On pense surtout à Angkor Wat, un des temples les plus étendus, effigie du drapeau cambodgien. Une chaussée dallée y mène, longue de 200 mètres. De longs corridors de pierres sculptées relatant des épopées, des légendes, des combats. Des Apsaras, ces danseuses célestes de la mythologie khmère, couvrent les murs .

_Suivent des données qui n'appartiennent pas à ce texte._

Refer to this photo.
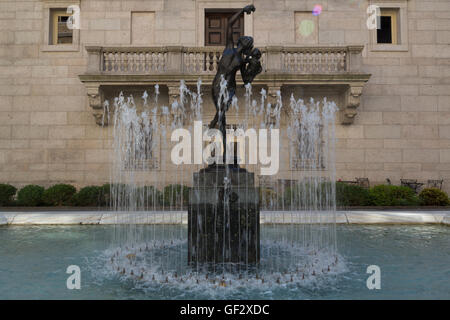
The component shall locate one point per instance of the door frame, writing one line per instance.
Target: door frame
(203, 5)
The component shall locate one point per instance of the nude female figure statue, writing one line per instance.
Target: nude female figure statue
(232, 60)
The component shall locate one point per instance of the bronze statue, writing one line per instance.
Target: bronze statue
(244, 58)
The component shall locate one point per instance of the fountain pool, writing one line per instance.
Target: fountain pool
(413, 260)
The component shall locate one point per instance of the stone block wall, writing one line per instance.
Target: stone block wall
(48, 134)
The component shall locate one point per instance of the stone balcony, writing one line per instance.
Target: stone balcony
(337, 67)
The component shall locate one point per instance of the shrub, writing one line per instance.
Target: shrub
(30, 196)
(173, 194)
(89, 196)
(351, 195)
(7, 193)
(388, 195)
(59, 194)
(268, 198)
(434, 197)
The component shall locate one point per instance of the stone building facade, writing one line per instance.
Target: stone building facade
(394, 97)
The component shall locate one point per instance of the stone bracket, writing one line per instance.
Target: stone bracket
(351, 103)
(95, 98)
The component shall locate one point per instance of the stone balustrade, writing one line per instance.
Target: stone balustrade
(336, 67)
(204, 60)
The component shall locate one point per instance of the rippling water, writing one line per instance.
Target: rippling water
(414, 262)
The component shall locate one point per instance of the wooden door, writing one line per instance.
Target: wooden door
(215, 27)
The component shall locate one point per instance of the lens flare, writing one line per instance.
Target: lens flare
(317, 10)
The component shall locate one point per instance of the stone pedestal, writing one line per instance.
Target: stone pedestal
(221, 231)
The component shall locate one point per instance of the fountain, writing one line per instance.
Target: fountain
(224, 244)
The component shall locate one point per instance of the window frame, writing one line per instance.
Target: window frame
(54, 15)
(48, 7)
(393, 13)
(400, 7)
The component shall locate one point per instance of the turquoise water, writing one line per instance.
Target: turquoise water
(414, 263)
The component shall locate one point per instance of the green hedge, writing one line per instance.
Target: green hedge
(299, 196)
(7, 193)
(433, 197)
(59, 195)
(90, 196)
(388, 195)
(30, 196)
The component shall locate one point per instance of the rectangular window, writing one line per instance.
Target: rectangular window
(60, 33)
(388, 30)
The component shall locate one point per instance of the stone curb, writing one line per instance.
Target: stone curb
(267, 217)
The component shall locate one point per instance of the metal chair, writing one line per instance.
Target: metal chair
(411, 183)
(363, 182)
(435, 184)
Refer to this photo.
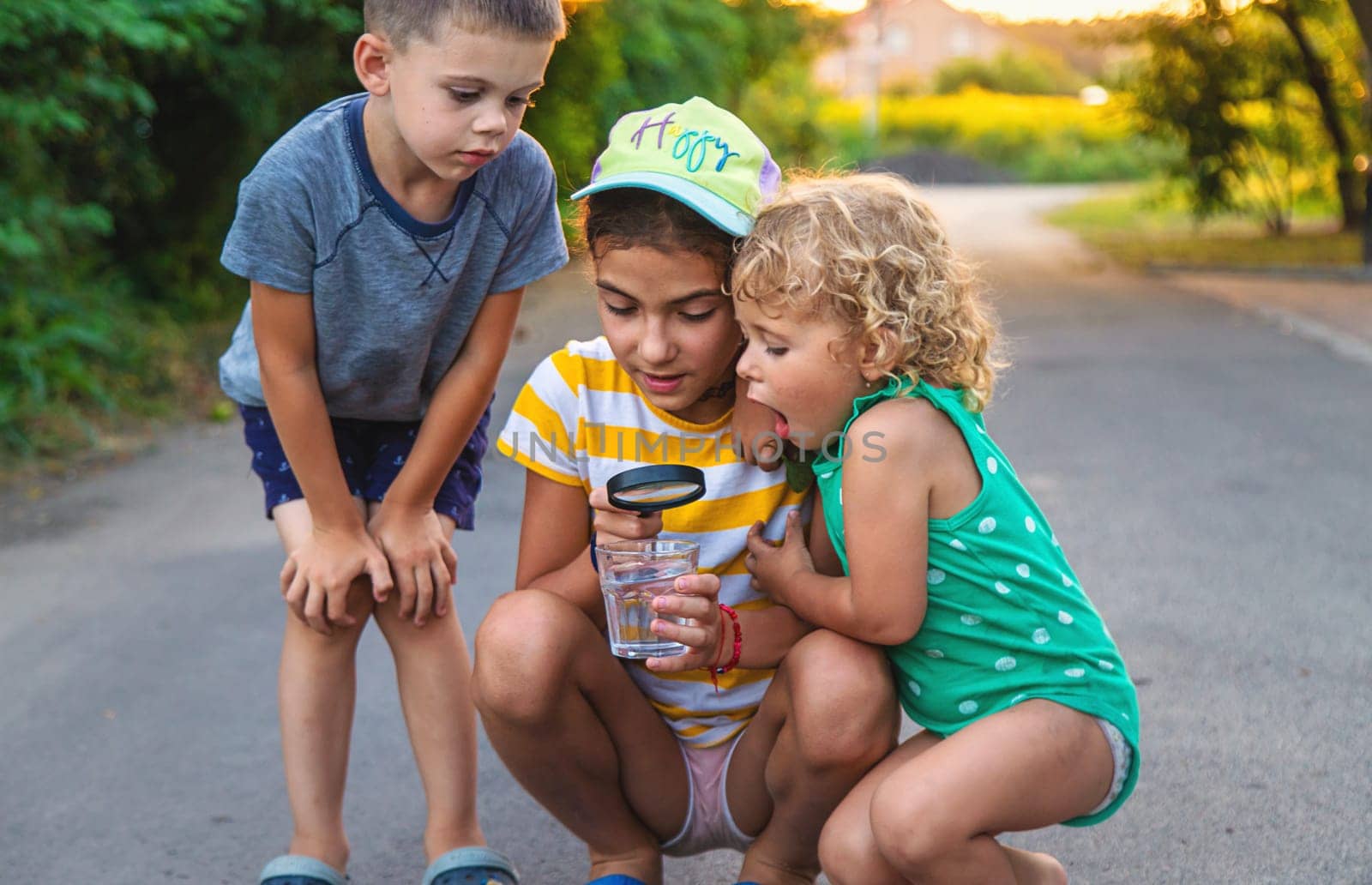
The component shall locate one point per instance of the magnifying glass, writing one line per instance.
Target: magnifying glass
(656, 487)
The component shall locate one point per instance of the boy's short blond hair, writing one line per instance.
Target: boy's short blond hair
(864, 250)
(402, 21)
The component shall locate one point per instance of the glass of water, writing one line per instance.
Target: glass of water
(633, 573)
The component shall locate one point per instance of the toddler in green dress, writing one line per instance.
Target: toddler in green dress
(868, 338)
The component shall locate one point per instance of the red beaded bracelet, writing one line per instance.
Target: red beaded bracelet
(738, 647)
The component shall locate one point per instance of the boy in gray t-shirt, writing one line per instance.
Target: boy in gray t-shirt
(388, 238)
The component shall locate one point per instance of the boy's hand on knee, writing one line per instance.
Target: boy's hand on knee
(319, 574)
(695, 597)
(422, 559)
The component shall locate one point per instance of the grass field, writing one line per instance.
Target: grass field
(1136, 228)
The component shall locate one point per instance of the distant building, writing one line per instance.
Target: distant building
(914, 39)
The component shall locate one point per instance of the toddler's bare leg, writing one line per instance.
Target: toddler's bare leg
(827, 717)
(316, 692)
(576, 733)
(930, 811)
(434, 677)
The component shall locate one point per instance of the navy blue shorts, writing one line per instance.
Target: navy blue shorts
(372, 455)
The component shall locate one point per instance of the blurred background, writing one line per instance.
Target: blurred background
(1231, 134)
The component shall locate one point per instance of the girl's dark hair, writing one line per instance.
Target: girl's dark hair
(629, 217)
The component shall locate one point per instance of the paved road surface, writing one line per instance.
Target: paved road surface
(1207, 473)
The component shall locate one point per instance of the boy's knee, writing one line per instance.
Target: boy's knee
(907, 827)
(847, 851)
(521, 655)
(843, 703)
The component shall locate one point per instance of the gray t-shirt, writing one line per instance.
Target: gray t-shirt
(394, 297)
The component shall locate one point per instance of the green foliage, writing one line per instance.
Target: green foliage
(1040, 139)
(1140, 226)
(1231, 88)
(621, 55)
(128, 125)
(1036, 72)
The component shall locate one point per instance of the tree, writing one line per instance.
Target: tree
(1264, 100)
(1297, 18)
(1363, 15)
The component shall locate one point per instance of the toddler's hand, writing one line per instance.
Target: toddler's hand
(774, 569)
(614, 525)
(317, 575)
(695, 597)
(422, 559)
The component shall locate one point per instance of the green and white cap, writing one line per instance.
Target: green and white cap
(695, 153)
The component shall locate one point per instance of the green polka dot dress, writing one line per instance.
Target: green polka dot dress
(1006, 617)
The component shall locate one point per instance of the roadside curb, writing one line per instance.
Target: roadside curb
(1333, 312)
(1273, 272)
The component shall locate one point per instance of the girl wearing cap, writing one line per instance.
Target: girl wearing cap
(751, 738)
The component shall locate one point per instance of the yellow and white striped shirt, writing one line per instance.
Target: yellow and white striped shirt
(580, 420)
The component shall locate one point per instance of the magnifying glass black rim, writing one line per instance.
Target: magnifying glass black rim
(655, 475)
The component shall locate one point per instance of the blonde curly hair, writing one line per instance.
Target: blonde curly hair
(864, 250)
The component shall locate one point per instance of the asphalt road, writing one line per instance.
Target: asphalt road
(1207, 471)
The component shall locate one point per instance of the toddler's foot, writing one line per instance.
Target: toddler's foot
(1032, 868)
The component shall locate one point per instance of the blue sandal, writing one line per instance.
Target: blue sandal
(472, 866)
(299, 870)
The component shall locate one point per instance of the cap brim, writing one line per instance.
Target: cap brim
(715, 209)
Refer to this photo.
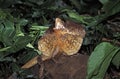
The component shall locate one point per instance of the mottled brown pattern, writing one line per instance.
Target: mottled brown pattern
(65, 37)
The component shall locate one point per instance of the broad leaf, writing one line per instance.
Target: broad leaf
(116, 60)
(100, 60)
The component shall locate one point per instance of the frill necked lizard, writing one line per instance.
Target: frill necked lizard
(65, 38)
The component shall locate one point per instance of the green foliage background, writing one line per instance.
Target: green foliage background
(22, 22)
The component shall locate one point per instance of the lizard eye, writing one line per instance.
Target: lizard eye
(59, 24)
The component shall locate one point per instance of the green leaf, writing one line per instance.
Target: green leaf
(7, 33)
(20, 43)
(103, 1)
(100, 60)
(116, 60)
(76, 16)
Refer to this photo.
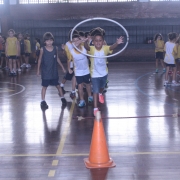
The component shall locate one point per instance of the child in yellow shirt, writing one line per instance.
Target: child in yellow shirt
(159, 51)
(12, 51)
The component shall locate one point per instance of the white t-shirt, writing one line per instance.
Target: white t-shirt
(169, 56)
(70, 47)
(81, 65)
(99, 65)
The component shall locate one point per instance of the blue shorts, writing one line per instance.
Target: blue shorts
(50, 82)
(98, 83)
(170, 65)
(27, 54)
(83, 79)
(69, 76)
(12, 57)
(159, 55)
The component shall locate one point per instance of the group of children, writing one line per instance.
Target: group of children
(83, 71)
(171, 59)
(15, 51)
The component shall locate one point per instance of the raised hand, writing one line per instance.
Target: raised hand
(120, 40)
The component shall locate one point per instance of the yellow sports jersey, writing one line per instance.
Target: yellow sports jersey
(177, 56)
(68, 47)
(159, 46)
(27, 46)
(38, 46)
(98, 65)
(12, 46)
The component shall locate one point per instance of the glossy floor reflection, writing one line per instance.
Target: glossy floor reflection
(141, 122)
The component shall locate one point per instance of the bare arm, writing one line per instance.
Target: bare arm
(118, 41)
(59, 62)
(18, 48)
(86, 45)
(39, 61)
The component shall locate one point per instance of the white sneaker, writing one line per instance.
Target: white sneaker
(23, 65)
(165, 83)
(28, 66)
(174, 83)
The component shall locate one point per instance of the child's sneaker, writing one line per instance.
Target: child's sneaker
(72, 95)
(64, 92)
(28, 66)
(101, 98)
(64, 102)
(82, 104)
(11, 73)
(95, 111)
(44, 105)
(165, 83)
(14, 74)
(90, 100)
(174, 83)
(106, 86)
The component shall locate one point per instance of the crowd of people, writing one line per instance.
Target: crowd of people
(15, 51)
(84, 71)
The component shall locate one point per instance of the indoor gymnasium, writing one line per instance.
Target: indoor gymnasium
(89, 90)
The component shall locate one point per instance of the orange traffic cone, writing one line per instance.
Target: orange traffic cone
(98, 156)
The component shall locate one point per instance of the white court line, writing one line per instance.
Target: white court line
(23, 89)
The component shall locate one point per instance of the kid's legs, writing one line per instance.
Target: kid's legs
(167, 75)
(162, 64)
(98, 87)
(18, 64)
(81, 94)
(44, 105)
(12, 67)
(27, 61)
(73, 92)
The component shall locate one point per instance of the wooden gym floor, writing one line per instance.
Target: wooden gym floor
(140, 119)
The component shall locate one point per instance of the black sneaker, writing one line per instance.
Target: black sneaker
(72, 95)
(64, 92)
(44, 105)
(10, 73)
(64, 102)
(14, 74)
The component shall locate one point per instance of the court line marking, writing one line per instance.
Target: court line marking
(86, 154)
(64, 135)
(55, 162)
(79, 118)
(23, 89)
(51, 173)
(5, 90)
(146, 94)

Angkor Wat est grandiose et très bien préservé. Mais le site d’Angkor est loin de s’arrêter là : on y dénombre pas moins de 280 temples ! Et la magie opère dès lors que l’on s’éloigne un peu du centre névralgique…
Des racines courent le long de pierres millénaires. Longues de plusieurs mètres. Elles tombent de bien haut, de l’arbre centenaire immense qui penche, perché qu’il est sur un vieux muret. Des feuilles galopent sur la roche, épousant les imperfections rongées par le temps.
Des pans effondrés forment un amas derrière lequel se cache parfois une Apsara sculptée.
Un dédale de couloirs pavés en enfilade précèdent quelques cours gagnées par la végétation.
Les lianes et les ronces deviennent indissociables de l’architecture tant elles épousent harmonieusement l’Histoire indélébile des lieux.
Il est comme une magie qui émane d’Angkor et surtout de ses temples les plus reculés. Leurs cœurs semblent palpiter sous la végétation luxuriante. Ils résonnent en un écho mystérieux qu’aucun charme ne saura dévoiler entièrement.